У Нэнси был ум криминалиста — прямо хоть сейчас судьей в Верховный суд. Она умела изложить любое мнение без эмоций и при этом в самой подкупающей манере.

— Ты меня совсем не щадишь, — рассмеялась она.

Нэнси в очередной раз намекала на «рыхлость» его стиля. Да ведь это журналистика, молча восставал Тедди, инертная форма письма. Но Нэнси любила, чтобы каждое дело выполнялось с блеском.


Когда они переехали в Йоркшир, Тедди стал учительствовать в посредственной гимназии для мальчиков, находившейся в закопченном, обшарпанном, тихо умиравшем городке при ткацкой фабрике, и на первом же уроке (тема: «Ромео и Джульетта». «Молодцов в сторону, а девок по углам и в щель»{47}) под гогот тринадцатилетних оболтусов понял, что совершил ошибку. Он увидел, как перед ним разворачивается будущее, день за унылым днем. Увидел себя, безропотного кормильца Нэнси и еще не рожденных детишек, которые уже давили на него грузом ответственности. А потом увидел себя разочарованным старичком-пенсионером. Чем это лучше банка? Тедди был стоиком, это вбили в него со школьной скамьи; преданный, как пес, он понимал, что выдержит и это, пусть даже в ущерб себе.

— На войне ты проливал кровь ради этих мальчишек, — сказала, приехав их навестить, Урсула, — ради их свободы. Они этого достойны?

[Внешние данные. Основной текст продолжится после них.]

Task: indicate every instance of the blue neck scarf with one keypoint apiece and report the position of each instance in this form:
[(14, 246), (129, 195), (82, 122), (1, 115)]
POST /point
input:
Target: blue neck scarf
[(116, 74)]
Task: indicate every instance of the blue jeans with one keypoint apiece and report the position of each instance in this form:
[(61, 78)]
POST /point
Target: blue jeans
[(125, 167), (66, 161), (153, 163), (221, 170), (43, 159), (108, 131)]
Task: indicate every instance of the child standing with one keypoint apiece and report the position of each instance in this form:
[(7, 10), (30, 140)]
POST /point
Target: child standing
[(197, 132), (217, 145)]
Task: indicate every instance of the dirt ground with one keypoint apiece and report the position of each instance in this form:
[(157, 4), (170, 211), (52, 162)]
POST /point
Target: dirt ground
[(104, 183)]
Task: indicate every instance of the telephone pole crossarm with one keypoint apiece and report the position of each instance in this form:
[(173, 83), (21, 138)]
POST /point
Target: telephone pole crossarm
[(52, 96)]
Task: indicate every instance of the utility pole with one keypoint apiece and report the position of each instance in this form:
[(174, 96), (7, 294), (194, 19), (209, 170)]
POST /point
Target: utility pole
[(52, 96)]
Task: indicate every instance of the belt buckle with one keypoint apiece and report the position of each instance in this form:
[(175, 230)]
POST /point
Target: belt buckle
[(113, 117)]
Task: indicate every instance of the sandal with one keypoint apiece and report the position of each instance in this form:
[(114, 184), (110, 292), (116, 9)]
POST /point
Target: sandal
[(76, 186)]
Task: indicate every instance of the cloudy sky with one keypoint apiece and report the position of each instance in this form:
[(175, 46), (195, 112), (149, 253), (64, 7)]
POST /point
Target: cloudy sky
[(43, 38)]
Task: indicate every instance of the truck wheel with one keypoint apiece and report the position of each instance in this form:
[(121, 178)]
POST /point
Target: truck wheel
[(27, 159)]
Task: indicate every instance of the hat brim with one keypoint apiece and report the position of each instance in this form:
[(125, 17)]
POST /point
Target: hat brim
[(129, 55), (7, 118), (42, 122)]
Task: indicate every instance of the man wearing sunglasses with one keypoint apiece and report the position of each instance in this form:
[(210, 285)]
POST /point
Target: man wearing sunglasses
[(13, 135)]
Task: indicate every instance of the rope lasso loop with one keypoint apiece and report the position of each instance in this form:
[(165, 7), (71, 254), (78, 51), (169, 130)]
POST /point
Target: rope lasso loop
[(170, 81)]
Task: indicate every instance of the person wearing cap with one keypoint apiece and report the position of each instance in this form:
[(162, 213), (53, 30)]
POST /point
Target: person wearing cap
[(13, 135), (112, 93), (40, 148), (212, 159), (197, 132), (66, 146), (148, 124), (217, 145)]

— Нет, какое там, — ответил Тедди, и они в унисон рассмеялись, потому что это клише уже навязло в зубах, а им было известно, что свобода, равно как и любовь, — это абсолютные сущности, которые невозможно дозировать по собственной воле или прихоти.

А Нэнси, напротив, полюбила свою профессию. Она преподавала математику в гимназии для хорошо воспитанных, умненьких девочек в милом городке на водах. Ей нравилось делать их еще умнее, еще воспитаннее, и они платили своей учительнице любовью. В заявлении о приеме на работу она солгала, что не состоит в браке (и даже не вдова), решительно вычеркнув Тедди из своей биографии. Она вновь превратилась в мисс Шоукросс.

— К замужним учительницам относятся с предубеждением, — объяснила она мужу. — Они берут отпуск по беременности и родам, отвлекаются на свои семейные дела, на мужей.

— Отвлекаются?

Естественно, Нэнси планировала уйти с работы, когда у них наметится прибавление в семействе, но такое происходит по милости судьбы, а судьба, похоже, не спешила их облагодетельствовать.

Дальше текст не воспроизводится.